Le gouvernement sénégalais envisage de taxer les transferts d’argent et les paiements mobiles. L’idée, inscrite dans le plan de redressement économique 2025-2028, s’inscrit dans un contexte de pression budgétaire intense : dette supérieure à 100 % du PIB, recettes fiscales plus faibles que prévu, nécessité de financer les grands projets. Mais alors que le numérique constitue la solution financière la plus utilisée du pays, cette orientation fiscale soulève un enjeu central : taxer le mobile money, c’est taxer la vie quotidienne de millions de Sénégalais.
Un secteur devenu vital pour l’économie sénégalaise
Le mobile money est la colonne vertébrale de l’inclusion financière au Sénégal. Moins de 30 % de la population dispose d’un compte bancaire traditionnel, mais plus de 90 % des adultes de plus de 15 ans utilisent un portefeuille mobile pour envoyer, recevoir, payer, épargner, ou soutenir un commerce. En 2025, le volume des transactions mobiles a atteint 15 300 milliards de FCFA, soit l’équivalent de 27 milliards de dollars.
Les transferts familiaux, les paiements marchands, la petite épargne ou la vente de proximité reposent désormais massivement sur cet outil. Y introduire un prélèvement obligatoire, même minime revient mécaniquement à renchérir chaque acte du quotidien.

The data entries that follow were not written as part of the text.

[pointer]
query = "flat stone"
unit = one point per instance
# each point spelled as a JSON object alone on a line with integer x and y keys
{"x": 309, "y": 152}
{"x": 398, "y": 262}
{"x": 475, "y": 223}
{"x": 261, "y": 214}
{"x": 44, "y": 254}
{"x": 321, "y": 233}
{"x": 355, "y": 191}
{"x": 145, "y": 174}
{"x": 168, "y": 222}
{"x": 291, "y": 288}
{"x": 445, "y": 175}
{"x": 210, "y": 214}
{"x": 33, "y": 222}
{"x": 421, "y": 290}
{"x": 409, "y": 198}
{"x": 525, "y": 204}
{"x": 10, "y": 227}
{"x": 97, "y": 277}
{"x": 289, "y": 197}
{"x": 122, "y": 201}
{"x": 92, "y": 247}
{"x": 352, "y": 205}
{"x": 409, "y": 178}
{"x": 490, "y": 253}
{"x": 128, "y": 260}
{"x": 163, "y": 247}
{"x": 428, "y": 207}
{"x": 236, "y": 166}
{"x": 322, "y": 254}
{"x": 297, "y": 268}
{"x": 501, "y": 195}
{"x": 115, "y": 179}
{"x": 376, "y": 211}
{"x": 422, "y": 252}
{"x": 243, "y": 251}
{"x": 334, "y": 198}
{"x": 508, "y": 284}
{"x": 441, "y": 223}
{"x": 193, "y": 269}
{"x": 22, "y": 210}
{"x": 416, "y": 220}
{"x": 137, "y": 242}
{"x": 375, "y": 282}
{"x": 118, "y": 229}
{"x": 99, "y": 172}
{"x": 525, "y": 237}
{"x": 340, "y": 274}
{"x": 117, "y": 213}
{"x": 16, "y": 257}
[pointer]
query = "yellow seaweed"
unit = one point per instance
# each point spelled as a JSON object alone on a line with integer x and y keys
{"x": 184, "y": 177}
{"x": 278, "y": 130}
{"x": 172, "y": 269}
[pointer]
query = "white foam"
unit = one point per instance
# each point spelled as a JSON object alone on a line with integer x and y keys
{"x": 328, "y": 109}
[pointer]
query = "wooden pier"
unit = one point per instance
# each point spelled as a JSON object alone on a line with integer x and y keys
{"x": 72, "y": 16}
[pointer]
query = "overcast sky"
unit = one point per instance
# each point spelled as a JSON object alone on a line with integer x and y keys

Une taxe qui frapperait d’abord les plus fragiles
Contrairement à un impôt sur les bénéfices, la taxe envisagée, 0,5 % sur chaque transfert, s’appliquerait à chaque transaction, quel que soit le montant, et quel que soit le profil de l’utilisateur. Elle fonctionnerait comme une TVA sur la circulation de l’argent : plus on se sert du mobile money, plus on paye, même si on est modeste.
Un étudiant qui envoie 1 000 francs, une vendeuse qui règle son stock en petites sommes, un père qui transfère son salaire en plusieurs fois, tous verront leurs coûts augmenter. L’impôt ne portera pas sur la richesse, mais sur le mouvement.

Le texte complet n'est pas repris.